Nata a Bra, in provincia di Cuneo, il 9 marzo 1948, Bonino si era laureata in Lingue e letterature straniere alla Bocconi. Entrata nel Partito Radicale nel 1975, fu tra le protagoniste delle battaglie per i diritti civili (tra cui quella per la legalizzazione dell’aborto). Nel 1976, a 28 anni, venne eletta per la prima volta alla Camera.

Da allora ha attraversato quasi mezzo secolo di istituzioni: deputata, parlamentare europea, senatrice e vicepresidente del Senato. Dal 1995 al 1999 fu commissaria europea, impegnandosi in particolare nelle politiche umanitarie e nella nascita della Corte penale internazionale.

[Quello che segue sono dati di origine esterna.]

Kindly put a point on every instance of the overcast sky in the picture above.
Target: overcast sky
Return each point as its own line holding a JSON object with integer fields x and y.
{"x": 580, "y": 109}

Nel governo Prodi II fu ministra per il Commercio internazionale e le Politiche europee, mentre nel 2013 divenne ministra degli Esteri nel governo Letta.

Tra le sue battaglie più note, la moratoria internazionale sulla pena di morte, i diritti dei migranti, la lotta alle mutilazioni genitali femminili e la difesa dell’integrazione europea. Nel 2017 contribuì alla fondazione di Più Europa, di cui era diventata presidente nel 2024. Nel 2015 aveva annunciato pubblicamente un tumore al polmone, dal quale aveva comunicato di essere guarita nel 2023.